Korban yang dikeroyok itu tewas di tempat. Mengetahui peristiwa ini, polisi melakukan pengejaran dengan mengantongi identitas pelaku.
"Tanggal 4 juni 2021 pukul 22.00 salah satu pelaku berada di salah satu tempat temannya yang berada di daerah Jetis Kota Yogyakarta dan berhasil ditangkap," kata Riko.
Proses penangkapan terus berlanjut dengan penangkapan-penangkapan lain. Sejumlah tersangka lain juga menyerahkan diri satu per satu.
"Beberapa ada yang melarikan diri ke Jakarta dan Purbalingga. Tapi menyerahkan diri karena takut ditangkap," katanya.
Kesepuluh tersangka itu masing-masing berinisial SI (20), SHBS (20), TOD (23), BAS (20), MNS (22), SYT (22), PIS (18), BL (25), CPJ (21) dan KAR (22).
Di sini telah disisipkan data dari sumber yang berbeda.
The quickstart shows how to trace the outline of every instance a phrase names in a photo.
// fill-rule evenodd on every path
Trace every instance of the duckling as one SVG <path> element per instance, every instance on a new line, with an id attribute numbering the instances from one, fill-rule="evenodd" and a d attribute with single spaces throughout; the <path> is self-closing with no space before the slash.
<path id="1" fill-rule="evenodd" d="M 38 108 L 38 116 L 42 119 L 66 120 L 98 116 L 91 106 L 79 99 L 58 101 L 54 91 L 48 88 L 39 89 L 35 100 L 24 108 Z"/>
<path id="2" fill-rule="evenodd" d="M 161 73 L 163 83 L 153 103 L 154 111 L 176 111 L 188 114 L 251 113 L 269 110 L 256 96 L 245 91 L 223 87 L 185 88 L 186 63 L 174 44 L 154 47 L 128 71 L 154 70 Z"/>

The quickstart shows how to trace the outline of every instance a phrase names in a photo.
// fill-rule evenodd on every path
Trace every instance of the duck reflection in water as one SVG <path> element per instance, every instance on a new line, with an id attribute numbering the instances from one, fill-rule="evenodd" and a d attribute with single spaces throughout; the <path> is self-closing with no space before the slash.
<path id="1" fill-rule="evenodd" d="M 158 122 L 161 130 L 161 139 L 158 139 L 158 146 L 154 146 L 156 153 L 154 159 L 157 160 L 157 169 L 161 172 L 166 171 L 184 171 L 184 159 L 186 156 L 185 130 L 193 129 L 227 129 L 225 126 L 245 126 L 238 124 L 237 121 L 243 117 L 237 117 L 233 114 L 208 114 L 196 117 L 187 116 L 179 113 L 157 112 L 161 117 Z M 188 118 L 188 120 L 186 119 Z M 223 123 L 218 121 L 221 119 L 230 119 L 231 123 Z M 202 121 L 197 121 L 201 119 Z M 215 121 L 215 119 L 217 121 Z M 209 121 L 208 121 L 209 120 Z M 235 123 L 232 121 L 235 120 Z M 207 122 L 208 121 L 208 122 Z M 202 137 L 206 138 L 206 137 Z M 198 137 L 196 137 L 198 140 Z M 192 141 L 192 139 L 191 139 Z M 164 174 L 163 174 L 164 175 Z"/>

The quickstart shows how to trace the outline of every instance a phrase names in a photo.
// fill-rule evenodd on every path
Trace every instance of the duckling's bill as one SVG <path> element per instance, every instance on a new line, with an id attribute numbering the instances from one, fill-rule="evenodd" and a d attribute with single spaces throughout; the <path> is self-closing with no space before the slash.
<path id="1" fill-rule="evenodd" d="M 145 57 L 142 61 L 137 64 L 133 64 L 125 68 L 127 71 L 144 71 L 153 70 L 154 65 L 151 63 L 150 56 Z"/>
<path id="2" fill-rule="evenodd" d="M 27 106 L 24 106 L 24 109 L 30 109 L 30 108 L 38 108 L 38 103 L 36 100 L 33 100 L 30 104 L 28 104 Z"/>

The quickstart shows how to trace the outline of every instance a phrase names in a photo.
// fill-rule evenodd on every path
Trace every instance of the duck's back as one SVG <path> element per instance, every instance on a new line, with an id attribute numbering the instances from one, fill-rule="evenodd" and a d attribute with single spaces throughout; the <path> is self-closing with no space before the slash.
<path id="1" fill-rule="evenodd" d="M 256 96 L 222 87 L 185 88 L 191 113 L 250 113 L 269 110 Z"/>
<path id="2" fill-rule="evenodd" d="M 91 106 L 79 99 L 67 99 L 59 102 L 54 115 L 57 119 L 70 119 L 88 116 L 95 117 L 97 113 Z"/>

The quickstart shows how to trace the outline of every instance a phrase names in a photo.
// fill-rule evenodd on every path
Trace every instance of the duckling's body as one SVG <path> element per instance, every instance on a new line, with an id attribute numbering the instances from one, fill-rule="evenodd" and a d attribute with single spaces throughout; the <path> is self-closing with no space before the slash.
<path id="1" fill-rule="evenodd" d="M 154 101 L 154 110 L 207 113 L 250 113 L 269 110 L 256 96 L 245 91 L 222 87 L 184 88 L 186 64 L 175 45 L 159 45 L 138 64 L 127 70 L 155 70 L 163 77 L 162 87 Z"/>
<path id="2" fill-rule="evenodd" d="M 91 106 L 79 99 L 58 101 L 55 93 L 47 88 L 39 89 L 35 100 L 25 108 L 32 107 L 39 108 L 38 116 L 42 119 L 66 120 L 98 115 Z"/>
Sejumlah barang bukti diamankan dari pelaku seperti beberapa batang bambu, beberapa buah botol minuman keras untuk menganiaya, satu buah stik yang terbuat dari besi hingga beberapa buah batu.
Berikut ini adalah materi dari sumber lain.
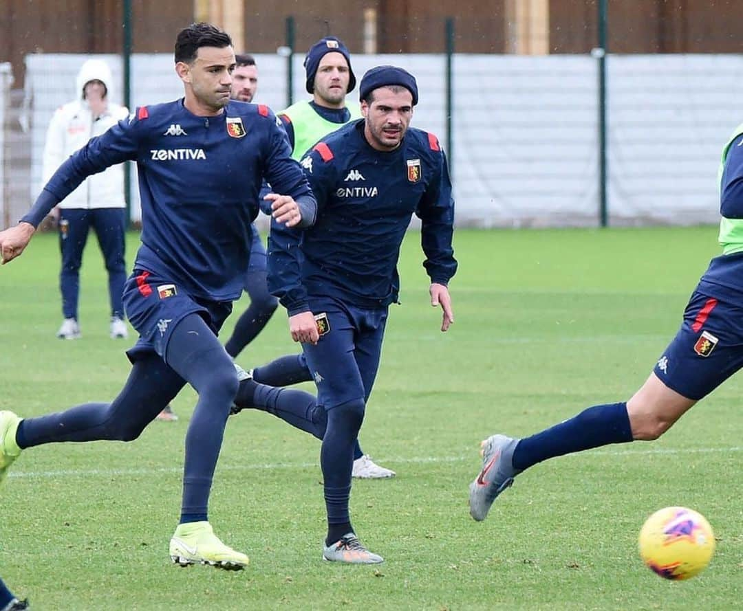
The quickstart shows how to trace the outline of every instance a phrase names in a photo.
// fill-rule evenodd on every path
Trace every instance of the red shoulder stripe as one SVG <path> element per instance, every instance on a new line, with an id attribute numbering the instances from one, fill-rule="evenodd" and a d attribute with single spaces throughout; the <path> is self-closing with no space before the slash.
<path id="1" fill-rule="evenodd" d="M 320 157 L 322 157 L 322 160 L 326 163 L 333 158 L 333 151 L 330 150 L 330 147 L 324 142 L 317 143 L 315 145 L 315 148 L 312 150 L 319 153 Z"/>

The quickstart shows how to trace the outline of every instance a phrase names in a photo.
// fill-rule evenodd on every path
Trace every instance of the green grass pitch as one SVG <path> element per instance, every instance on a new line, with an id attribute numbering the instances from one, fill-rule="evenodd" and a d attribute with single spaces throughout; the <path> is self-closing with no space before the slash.
<path id="1" fill-rule="evenodd" d="M 739 377 L 658 442 L 538 465 L 483 523 L 467 504 L 484 437 L 529 434 L 639 387 L 718 253 L 716 238 L 711 226 L 458 231 L 455 323 L 442 334 L 410 233 L 402 304 L 391 307 L 360 436 L 398 477 L 354 482 L 351 497 L 357 533 L 382 565 L 321 561 L 319 442 L 255 412 L 228 423 L 210 515 L 250 567 L 172 565 L 195 402 L 187 388 L 174 403 L 181 419 L 153 422 L 132 443 L 24 453 L 0 490 L 0 575 L 38 610 L 740 608 Z M 137 239 L 129 235 L 130 263 Z M 133 340 L 108 339 L 94 238 L 80 341 L 54 337 L 58 266 L 56 237 L 40 235 L 0 268 L 0 409 L 33 416 L 108 400 L 128 373 L 123 350 Z M 279 310 L 239 361 L 250 367 L 296 350 Z M 710 567 L 687 583 L 658 578 L 637 555 L 643 522 L 669 505 L 703 513 L 718 540 Z"/>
"Tersangka terancam pasal 338 KUH Pidana atau Pasal 170 ayat (2) ke 3e KUH Pidana. Dengan ancaman hukuman 15 tahun penjara dan 12 tahun penjara," pungkasnya.
Sebelumnya, seorang pria di Yogyakarta bernama Diki Wijayako tewas usai dikeroyok sejumlah orang di Kampung Gampingan, Jalan Ki Amri Yahya, Pakuncen, Kecamatan Wirobrajan, Kota Yogyakarta pada Kamis (3/6) pukul 00.15 WIB.
Kasubbag Humas Polresta Yogyakarta AKP Timbul Sasana Raharja menjelaskan bahwa Diki ini awalnya menemani rekannya yang hendak menyelesaikan masalah.
Sebelumnya, rekan korban ini sempat berselisih dengan seseorang di seputaran Jalan Bugisan, Kasihan, Kabupaten Bantul pada Rabu (2/6) pukul 22.00 WIB.